Adam halatı gösterdi ve:
"Bunun sayesinde aşağıya ineceğiz."dedi.Halatı kadının beline bağladı.Kadın,şaşkınlıkla adama bakıyordu.
"Ee,siz...pardon sen gelmeyecek misin?"
"Geleceğim,ama ilk önce sen in...Daha sonra kapının kilidini aç,bende oradan çıkayım...Sen benden daha hafifsindir."
Kadın yutkunarak:
"Peki."dedi.Heyecanı ve korkusu tarifsizdi.
Balkonun korkuluğunun öbür tarafına geçti.Adam,kadının belinde bağlı duran halatın ucunu sıkı bir şekilde balkonun korkuluğuna bağladı.
"Beni sıkı tut...Tamam mı?"dedi endişeyle kadın.
"Tamam,tutarım."
Son bir kez bakıştılar.Adam,kadını korka korka aşağı sarkıttı.
Kadın yere sapasağlam inmişti.Adam derin bir oh çekti.Kadın koşarak kapıyı açtı.Adam da merdivenlerden inmiş,kapıya doğru geliyordu.Birbirlerine gülümsediler ve aynı anda:
"Kurtulduk!"dediler.
Sonra ikisi de kaç saattir birlikte olduklarının,fakat birbirlerinin isimlerini bilmediklerinin farkına vardılar.Kadın daha önce davrandı:
"Şey...biz kaç saattir birlikteyiz.Hatta birbirimizin hayatını kurtardık....yani sen benimkini kurtardın diyebiliriz...Ve ben senin ismini bilmiyorum."
"Haklısın,ben Ali."
"Bende Ela.Tanıştığıma memnun oldum."dedi.Ve ikisi de gülüşmeye başladılar.Böyle bir yerde,böyle şartlarda tanıştıklarına memnun olmaları komikti çünkü...

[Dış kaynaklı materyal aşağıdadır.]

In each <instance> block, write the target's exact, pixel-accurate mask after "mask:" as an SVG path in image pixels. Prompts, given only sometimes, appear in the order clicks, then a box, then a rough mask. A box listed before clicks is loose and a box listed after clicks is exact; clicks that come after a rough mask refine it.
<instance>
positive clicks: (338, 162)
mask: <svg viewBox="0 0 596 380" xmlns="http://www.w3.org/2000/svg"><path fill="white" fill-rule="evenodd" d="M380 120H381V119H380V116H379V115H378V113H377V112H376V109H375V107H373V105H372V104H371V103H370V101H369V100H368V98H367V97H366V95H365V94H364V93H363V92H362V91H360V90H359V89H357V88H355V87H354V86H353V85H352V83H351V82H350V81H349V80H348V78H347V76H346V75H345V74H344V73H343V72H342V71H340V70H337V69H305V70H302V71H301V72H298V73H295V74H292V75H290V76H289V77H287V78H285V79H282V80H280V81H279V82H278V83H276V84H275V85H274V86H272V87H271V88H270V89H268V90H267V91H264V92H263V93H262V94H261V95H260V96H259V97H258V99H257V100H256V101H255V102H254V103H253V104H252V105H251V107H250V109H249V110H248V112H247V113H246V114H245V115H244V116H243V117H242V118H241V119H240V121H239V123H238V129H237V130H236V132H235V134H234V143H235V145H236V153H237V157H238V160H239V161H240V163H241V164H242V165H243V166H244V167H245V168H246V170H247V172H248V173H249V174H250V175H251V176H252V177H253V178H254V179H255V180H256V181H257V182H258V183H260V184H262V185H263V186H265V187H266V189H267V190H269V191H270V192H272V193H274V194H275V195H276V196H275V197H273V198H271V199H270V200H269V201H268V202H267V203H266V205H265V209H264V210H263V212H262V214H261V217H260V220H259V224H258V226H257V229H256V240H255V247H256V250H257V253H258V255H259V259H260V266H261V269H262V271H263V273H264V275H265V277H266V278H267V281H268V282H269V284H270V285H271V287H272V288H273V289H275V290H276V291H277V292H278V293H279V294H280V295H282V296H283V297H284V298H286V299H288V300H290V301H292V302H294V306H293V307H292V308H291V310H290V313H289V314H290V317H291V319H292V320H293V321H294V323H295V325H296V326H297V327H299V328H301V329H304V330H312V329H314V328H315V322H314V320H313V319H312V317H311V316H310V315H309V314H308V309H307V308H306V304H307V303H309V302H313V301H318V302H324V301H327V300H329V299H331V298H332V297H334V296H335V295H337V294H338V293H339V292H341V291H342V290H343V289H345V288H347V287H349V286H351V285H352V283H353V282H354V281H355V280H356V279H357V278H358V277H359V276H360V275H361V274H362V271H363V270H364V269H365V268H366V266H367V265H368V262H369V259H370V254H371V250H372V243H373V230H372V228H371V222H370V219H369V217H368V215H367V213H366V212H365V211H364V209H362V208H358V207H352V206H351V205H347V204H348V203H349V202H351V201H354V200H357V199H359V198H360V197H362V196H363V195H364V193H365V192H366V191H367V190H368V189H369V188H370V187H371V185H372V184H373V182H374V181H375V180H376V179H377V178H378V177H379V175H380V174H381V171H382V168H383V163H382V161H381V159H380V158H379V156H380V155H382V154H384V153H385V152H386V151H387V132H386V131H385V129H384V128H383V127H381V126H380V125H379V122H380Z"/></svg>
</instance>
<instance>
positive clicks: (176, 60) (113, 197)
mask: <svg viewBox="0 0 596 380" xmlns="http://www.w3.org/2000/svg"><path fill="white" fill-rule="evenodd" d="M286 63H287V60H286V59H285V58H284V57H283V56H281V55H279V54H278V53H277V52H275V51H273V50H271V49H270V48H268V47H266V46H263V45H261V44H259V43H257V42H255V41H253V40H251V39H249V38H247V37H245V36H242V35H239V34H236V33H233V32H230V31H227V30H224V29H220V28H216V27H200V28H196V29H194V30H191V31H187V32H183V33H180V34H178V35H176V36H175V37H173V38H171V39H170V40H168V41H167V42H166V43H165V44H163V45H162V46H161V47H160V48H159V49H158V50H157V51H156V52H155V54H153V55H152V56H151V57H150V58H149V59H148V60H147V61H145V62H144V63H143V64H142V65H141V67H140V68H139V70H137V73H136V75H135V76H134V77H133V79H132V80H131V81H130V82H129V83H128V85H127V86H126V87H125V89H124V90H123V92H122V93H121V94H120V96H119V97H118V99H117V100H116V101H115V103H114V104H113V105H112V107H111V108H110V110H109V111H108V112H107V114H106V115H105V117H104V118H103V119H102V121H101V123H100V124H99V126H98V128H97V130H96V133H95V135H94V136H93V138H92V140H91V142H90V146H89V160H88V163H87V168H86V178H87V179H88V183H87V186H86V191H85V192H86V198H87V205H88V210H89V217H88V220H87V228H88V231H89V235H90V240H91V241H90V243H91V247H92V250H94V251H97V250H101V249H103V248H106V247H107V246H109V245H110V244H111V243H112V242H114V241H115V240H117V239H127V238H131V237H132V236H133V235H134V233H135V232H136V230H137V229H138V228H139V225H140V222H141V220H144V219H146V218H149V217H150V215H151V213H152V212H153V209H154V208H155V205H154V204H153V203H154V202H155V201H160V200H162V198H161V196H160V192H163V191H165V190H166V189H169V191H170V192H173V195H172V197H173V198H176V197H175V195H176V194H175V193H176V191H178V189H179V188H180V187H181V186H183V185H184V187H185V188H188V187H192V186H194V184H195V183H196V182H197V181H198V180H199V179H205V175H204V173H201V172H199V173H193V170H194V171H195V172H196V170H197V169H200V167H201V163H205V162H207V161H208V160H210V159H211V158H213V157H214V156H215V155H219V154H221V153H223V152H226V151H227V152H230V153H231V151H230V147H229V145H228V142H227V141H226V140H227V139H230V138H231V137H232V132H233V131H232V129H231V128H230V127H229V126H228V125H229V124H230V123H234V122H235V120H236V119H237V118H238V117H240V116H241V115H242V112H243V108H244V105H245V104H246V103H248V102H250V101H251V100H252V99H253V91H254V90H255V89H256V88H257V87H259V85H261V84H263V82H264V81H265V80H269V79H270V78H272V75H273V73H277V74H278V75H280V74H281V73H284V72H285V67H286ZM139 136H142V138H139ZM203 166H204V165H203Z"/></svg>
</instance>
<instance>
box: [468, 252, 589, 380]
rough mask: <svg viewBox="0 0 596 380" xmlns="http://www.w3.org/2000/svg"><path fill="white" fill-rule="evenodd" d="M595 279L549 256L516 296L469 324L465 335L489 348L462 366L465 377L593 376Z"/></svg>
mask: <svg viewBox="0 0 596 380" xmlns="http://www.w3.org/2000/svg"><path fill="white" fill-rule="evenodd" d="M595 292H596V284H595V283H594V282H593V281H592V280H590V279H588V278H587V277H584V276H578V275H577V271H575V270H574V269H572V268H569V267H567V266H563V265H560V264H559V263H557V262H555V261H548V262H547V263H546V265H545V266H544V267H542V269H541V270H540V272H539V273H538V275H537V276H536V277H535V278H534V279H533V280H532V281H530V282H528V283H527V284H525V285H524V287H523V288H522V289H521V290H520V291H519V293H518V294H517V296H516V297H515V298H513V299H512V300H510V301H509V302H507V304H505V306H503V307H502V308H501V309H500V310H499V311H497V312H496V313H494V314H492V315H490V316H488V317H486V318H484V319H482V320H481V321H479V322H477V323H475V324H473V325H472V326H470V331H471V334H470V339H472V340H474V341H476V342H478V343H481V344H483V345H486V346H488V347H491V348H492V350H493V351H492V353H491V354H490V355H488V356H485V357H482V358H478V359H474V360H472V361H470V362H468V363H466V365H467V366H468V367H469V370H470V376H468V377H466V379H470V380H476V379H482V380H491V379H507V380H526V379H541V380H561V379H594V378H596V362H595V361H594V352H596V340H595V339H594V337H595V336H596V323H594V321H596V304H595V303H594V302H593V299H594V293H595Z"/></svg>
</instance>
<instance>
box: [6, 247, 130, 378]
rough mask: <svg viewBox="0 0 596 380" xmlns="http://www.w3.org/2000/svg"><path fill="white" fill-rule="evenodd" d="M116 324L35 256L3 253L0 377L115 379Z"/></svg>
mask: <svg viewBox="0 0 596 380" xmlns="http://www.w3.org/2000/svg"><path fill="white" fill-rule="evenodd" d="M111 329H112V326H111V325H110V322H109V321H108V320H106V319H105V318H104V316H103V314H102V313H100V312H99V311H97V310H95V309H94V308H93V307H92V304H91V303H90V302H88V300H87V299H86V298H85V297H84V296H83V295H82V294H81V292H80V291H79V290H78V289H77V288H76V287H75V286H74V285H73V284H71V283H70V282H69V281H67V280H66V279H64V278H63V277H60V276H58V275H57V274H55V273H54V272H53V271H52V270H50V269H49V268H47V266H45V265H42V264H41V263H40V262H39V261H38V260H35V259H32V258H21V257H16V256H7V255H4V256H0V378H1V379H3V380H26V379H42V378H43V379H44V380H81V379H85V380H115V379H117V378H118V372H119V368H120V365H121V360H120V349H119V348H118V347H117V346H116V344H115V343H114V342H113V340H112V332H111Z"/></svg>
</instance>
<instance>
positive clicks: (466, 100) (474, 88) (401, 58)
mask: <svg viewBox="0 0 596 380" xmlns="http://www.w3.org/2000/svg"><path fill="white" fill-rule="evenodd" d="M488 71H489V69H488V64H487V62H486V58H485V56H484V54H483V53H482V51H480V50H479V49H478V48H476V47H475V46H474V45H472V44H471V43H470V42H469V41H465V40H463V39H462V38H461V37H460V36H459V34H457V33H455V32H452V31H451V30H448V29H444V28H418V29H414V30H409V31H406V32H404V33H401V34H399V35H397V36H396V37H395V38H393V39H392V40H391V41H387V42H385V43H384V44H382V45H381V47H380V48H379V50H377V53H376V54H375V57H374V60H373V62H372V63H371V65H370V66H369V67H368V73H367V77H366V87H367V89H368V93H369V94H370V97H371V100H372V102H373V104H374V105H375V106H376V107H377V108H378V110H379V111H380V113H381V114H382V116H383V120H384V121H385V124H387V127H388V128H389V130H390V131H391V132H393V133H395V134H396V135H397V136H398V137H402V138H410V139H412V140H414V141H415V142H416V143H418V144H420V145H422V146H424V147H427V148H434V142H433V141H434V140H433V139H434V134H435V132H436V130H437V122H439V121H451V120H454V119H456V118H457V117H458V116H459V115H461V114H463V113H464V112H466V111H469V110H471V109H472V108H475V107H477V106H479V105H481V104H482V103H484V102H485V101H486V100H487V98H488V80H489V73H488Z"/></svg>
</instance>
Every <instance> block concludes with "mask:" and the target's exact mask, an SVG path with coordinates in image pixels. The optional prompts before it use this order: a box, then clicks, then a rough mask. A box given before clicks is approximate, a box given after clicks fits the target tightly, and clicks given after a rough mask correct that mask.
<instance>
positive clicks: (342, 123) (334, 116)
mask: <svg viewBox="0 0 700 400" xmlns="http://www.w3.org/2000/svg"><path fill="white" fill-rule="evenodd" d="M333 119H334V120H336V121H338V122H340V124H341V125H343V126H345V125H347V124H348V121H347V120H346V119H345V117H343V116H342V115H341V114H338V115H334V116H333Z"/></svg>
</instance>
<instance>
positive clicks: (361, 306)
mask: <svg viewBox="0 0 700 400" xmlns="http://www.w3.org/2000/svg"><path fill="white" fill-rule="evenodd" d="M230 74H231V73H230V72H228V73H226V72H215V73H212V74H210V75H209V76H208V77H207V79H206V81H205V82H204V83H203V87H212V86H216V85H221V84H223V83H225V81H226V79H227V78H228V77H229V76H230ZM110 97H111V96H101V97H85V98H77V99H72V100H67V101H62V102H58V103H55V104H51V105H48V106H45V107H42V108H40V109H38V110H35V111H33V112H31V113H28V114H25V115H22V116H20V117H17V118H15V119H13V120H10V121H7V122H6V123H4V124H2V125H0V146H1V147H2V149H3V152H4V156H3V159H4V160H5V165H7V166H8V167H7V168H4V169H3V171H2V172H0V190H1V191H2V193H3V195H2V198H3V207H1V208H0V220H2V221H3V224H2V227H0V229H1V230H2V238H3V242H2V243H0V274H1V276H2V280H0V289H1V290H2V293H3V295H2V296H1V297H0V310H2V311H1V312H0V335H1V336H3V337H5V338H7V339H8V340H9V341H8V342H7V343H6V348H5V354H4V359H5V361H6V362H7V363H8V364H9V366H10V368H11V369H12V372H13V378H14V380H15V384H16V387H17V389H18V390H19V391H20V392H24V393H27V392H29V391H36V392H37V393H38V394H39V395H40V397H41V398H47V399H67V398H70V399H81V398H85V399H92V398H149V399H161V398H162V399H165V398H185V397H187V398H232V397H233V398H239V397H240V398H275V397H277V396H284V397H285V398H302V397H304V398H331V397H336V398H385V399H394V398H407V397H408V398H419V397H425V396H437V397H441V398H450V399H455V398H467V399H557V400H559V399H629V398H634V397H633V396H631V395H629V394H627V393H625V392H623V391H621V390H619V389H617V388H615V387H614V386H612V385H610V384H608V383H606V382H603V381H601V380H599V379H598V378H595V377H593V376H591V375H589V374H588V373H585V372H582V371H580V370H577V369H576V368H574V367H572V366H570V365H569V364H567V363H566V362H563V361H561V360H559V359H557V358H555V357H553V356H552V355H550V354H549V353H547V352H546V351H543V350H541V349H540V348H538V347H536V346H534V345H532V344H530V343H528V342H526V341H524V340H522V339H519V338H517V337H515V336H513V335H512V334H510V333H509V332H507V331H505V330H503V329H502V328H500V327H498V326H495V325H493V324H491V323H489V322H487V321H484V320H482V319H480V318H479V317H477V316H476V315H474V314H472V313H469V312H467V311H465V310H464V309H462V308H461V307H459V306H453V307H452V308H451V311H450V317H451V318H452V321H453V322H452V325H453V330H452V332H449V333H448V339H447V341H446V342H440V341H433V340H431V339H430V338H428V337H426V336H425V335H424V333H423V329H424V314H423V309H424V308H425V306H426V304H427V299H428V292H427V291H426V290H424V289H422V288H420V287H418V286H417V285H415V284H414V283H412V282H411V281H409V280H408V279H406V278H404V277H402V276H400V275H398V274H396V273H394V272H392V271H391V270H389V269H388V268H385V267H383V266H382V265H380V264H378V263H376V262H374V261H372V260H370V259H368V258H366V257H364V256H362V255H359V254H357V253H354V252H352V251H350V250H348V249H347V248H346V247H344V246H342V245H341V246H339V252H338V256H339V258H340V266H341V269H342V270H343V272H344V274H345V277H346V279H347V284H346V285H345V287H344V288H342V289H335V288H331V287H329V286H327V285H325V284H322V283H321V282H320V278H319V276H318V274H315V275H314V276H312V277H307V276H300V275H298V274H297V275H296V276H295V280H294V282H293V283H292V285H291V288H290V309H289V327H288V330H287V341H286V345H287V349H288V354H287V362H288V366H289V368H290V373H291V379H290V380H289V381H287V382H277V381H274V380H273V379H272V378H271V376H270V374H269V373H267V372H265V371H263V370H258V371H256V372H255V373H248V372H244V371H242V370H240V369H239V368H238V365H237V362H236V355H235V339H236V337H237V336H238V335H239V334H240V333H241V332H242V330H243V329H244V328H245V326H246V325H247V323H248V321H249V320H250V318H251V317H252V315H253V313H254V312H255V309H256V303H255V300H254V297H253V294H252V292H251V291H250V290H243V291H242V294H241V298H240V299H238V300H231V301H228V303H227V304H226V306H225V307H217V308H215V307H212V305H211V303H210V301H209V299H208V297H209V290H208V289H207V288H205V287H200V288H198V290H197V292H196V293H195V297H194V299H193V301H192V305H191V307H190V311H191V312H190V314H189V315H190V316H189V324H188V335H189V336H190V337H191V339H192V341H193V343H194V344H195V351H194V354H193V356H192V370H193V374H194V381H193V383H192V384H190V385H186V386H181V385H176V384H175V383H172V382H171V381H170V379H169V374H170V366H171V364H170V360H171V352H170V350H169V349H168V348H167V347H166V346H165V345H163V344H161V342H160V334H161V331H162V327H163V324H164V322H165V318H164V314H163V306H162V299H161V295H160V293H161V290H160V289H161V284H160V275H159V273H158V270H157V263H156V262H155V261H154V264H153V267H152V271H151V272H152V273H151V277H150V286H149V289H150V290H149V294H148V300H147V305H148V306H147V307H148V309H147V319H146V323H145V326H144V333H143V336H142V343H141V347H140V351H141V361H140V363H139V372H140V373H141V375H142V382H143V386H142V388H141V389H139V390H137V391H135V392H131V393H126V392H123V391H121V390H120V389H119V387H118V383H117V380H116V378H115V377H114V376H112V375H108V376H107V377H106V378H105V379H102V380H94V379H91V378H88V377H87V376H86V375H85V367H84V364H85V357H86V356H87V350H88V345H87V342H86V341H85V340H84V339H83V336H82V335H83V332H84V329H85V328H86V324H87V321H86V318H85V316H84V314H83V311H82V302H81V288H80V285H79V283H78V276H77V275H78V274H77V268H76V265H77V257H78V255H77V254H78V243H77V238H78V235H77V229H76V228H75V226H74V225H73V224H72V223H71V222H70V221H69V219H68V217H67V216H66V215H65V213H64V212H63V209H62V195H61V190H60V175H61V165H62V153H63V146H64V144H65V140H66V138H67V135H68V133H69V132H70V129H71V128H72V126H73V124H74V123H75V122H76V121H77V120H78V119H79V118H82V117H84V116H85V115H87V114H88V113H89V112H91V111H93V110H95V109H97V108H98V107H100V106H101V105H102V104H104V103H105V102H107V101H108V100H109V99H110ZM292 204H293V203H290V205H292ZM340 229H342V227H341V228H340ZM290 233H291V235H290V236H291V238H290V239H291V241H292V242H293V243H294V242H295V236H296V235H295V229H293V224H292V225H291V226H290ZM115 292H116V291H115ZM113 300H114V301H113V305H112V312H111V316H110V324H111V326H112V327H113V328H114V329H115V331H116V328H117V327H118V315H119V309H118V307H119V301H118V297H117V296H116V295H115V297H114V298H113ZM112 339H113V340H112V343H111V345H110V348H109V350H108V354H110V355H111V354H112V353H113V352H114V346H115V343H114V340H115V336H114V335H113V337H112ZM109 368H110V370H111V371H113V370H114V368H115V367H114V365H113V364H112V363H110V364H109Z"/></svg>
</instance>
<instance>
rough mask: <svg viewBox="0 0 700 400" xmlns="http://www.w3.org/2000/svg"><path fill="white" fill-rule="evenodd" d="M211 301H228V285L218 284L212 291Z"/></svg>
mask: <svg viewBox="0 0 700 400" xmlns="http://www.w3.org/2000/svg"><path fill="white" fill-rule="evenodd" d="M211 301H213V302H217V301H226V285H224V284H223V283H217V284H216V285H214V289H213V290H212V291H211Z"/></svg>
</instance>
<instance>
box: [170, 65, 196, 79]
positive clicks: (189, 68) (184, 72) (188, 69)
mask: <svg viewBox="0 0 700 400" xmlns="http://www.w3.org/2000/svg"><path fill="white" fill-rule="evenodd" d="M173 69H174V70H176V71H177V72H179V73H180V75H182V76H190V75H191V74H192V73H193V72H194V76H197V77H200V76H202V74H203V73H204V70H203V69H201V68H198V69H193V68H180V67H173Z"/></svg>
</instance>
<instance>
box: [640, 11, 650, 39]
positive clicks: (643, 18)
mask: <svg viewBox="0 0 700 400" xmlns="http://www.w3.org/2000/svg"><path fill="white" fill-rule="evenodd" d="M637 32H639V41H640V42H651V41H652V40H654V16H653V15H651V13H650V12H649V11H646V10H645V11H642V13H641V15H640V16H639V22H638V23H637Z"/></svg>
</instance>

Ali'nin arabasının önüne gelmişlerdi.
"Ela,istersen seni ben bırakabilirim.Yani...gece gece...arabanda yok sanırım."
Ela hayır diyemedi.Çünkü çok yorgundu.Biraz gittikten sonra bir kamyon ışığı her ikisinin de gözlerini kamaştırdı.
4 SAAT ÖNCE
Ela,şık giyimli bir erkekle parti yapılan villa bahçesine girdi.Bu erkek Burak'tı yani Ela'nın sevgilisi.Bu Ela'nın katıldığı ilk parti değildi,fakat nedense çok heyecanlıydı.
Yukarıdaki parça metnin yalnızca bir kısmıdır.